I’ve also learned that physical beauty is fleeting. Imagine I had a genie and he (… or she. I’m not sexist) granted me a wish to change everything I’ve ever mentioned was wrong with my body. I would probably be happy for 2.5 seconds and then find something else on my body to complain about. Because it’s never enough. I’ve seen this with stars that receive SO much plastic surgery that they’re no longer recognizable. It always starts with a harmless nose job and then spirals out of control. Yeah, I’m not trying to be that person. No judgment if you do. I’d just much rather do the work on myself and learn to love me in my natural form.
It’s so crazy that I’m just now evaluating the pieces of my life and realizing how things have affected me. So I began by searching for validation in old stories about my modeling days as a baby and now I literally seek validation from EVERYONE. But that’s another post for another time. Do you know how problematic seeking validation from others can be? It’s bad. Because what happens when people don’t agree with me? My self-worth literally plummets and I ultimately can end up in a slightly depressed/sad state.

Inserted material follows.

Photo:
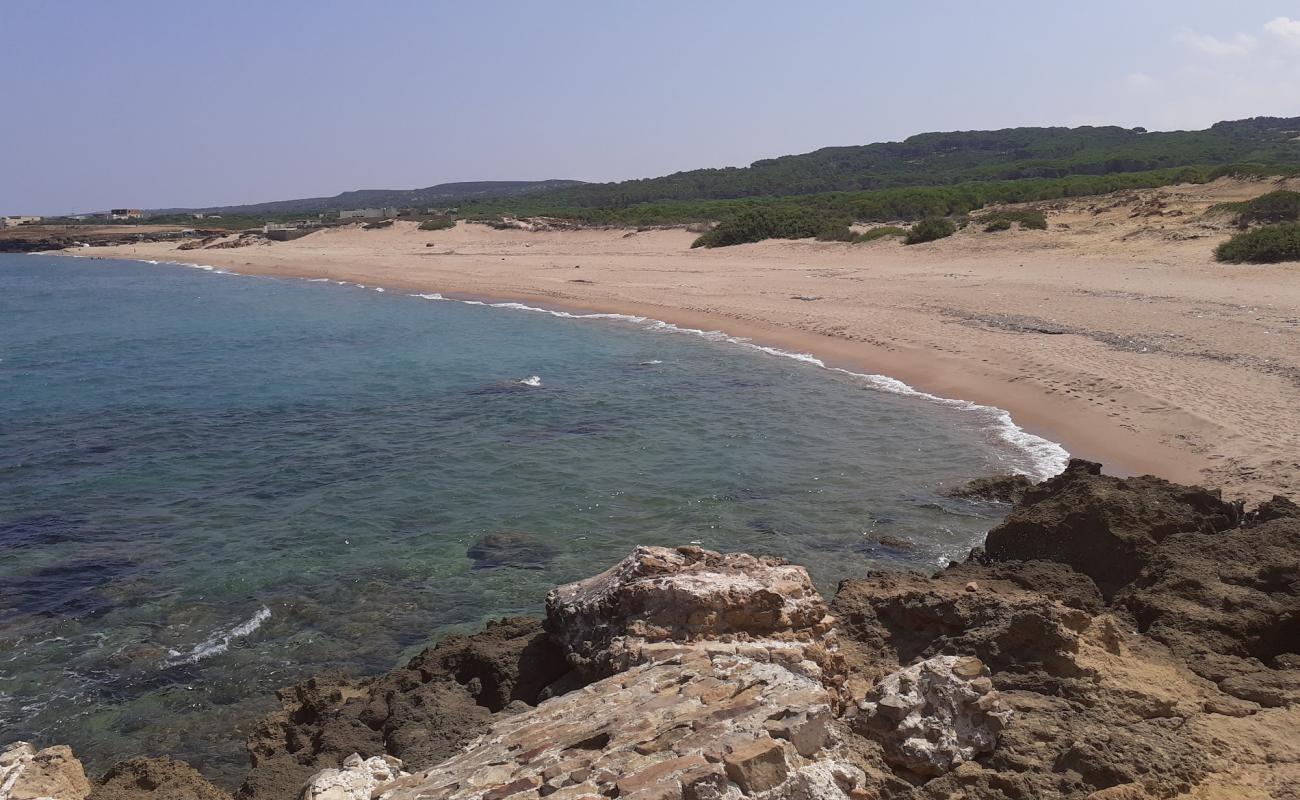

So in an effort to better my relationship with beauty, I have been looking to God’s word for guidance. Psalm 139:13-15 says:
“For you formed my inward parts; you knitted me together in my mother’s womb. I praise you, for I am fearfully and wonderfully made. Wonderful are your works; my soul knows it very well. My frame was not hidden from you, when I was being made in secret, intricately woven in the depths of the earth.”
This verse brings tears to my eyes. Who am I to critique His creation? He literally says that I am intricately woven. We all are. So why am I sitting here worried about what everyone else thinks about me? I am learning to untrain 25 years of memories, 25 years of thinking that I’m not good enough. 25 years of thinking that one part of my life made me more important.
It’s not that I can’t be proud of my accomplishments but I can’t let those things be what gives me worth. There is so much more to me than my physical appearance.